Rogers:  Water leak detection technology provides insurance against water damage. Most companies invest in multi-million dollar machinery, which stores mission-critical information. Companies used to react to water damage but are starting to be proactive because of the availability of various cost effective water leak detection solutions. Previously, there was no adequate technology to cost-effectively, reliably, and comprehensively protect against water damage. Recently however, new technologies such as intelligent cable sensors have emerged to provide inexpensive, flexible alternative to water protection.

Sinclair:  Where are water leak detection solutions being deployed?

Rogers:  Water leak detection solutions are traditionally found in raised floors in multi-million dollar data centers. Increasingly, they are being deployed in air conditioning units, cold-water chillers, water supply and return lines, clogged drains, damaged skylights or windows, construction errors, or even condensation drips. Customers install them anywhere mission-critical equipment is being maintained, including clean rooms, utility corridors, laboratories, telecommunication facilities, storage areas, elevator shafts, water-cooled equipment, and many more.
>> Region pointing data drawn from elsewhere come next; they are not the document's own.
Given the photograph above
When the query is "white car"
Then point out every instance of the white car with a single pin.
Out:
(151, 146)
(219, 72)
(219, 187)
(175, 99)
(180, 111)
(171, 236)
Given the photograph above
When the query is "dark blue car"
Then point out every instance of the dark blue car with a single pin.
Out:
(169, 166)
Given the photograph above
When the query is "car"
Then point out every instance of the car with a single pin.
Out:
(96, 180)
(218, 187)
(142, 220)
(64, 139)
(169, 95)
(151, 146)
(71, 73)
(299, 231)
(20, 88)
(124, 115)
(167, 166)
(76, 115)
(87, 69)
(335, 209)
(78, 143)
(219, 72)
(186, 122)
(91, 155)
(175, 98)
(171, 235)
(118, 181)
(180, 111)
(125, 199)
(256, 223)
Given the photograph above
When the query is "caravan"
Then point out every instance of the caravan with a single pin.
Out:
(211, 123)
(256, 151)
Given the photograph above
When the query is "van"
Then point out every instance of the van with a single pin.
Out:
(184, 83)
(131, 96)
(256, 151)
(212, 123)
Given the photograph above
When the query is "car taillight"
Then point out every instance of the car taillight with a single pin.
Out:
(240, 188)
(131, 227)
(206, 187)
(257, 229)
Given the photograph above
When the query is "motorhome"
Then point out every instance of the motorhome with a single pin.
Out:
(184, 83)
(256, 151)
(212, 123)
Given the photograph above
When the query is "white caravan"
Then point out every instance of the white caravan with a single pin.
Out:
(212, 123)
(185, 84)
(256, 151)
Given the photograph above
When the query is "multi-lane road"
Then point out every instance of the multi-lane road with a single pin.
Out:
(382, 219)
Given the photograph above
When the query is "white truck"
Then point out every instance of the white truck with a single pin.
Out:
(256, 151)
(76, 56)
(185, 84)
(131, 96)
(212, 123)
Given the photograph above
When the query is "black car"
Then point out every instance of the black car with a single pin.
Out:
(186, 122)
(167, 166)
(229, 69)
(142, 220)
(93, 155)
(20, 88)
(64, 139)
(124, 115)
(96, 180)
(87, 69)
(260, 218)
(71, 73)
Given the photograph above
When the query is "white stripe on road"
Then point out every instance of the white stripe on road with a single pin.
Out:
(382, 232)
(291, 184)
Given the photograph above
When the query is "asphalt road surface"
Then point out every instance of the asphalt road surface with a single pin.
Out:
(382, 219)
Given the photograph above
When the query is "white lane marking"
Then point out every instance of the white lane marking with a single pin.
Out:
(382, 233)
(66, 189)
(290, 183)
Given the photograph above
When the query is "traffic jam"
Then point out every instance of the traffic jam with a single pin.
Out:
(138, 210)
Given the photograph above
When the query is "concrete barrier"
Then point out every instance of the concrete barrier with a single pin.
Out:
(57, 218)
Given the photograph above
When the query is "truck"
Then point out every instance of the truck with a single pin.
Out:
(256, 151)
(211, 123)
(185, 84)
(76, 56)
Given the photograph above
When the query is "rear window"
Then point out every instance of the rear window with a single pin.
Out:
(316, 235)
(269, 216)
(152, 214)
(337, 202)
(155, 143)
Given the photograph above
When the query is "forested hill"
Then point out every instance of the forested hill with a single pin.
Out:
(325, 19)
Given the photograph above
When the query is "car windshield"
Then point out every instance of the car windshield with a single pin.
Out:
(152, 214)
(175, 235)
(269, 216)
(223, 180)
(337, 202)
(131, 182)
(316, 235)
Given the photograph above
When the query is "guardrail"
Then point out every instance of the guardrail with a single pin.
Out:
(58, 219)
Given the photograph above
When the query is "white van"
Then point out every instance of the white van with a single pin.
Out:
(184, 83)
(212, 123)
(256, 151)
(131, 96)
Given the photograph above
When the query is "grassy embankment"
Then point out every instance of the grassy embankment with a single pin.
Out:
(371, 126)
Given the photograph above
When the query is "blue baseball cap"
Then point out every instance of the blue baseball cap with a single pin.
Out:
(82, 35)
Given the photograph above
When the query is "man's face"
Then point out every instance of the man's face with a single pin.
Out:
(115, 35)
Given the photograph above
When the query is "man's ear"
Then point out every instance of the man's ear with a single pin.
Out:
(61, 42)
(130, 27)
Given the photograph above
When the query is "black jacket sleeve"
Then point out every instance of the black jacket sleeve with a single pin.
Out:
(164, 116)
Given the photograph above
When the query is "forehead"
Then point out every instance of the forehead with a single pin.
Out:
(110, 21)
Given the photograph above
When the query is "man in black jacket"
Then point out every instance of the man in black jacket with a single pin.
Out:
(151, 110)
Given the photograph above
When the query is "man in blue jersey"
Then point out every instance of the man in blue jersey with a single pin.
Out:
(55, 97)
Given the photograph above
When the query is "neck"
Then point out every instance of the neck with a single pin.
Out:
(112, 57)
Sinclair:  How reliable is the use of cable sensor for water leak detection?

Rogers:  The perception is that water cable sensors are not very reliable because of the high rates of false alarms. This may be true for older cable technology, made of conductive polymer, which is a lot less reliable. Pressure exerted on the cable or the cable coming in contact with metallic surfaces such as metal rods or grounding planes can create a short-circuit. The reality is that there are new non-conductive polymer which are much more reliable and suffer none of these problems.

Sinclair:  How easy is it to deploy an intelligent water cable sensor?

Rogers:  Intelligent water cable sensors are very easy to install and does not require special skills. Simply run it on the floor or tie it to water pipes. Its ease of installation is ideal for both retrofits as well as new builds. Some cables come with ready-made connectors that provide flexibility in the length adjustments.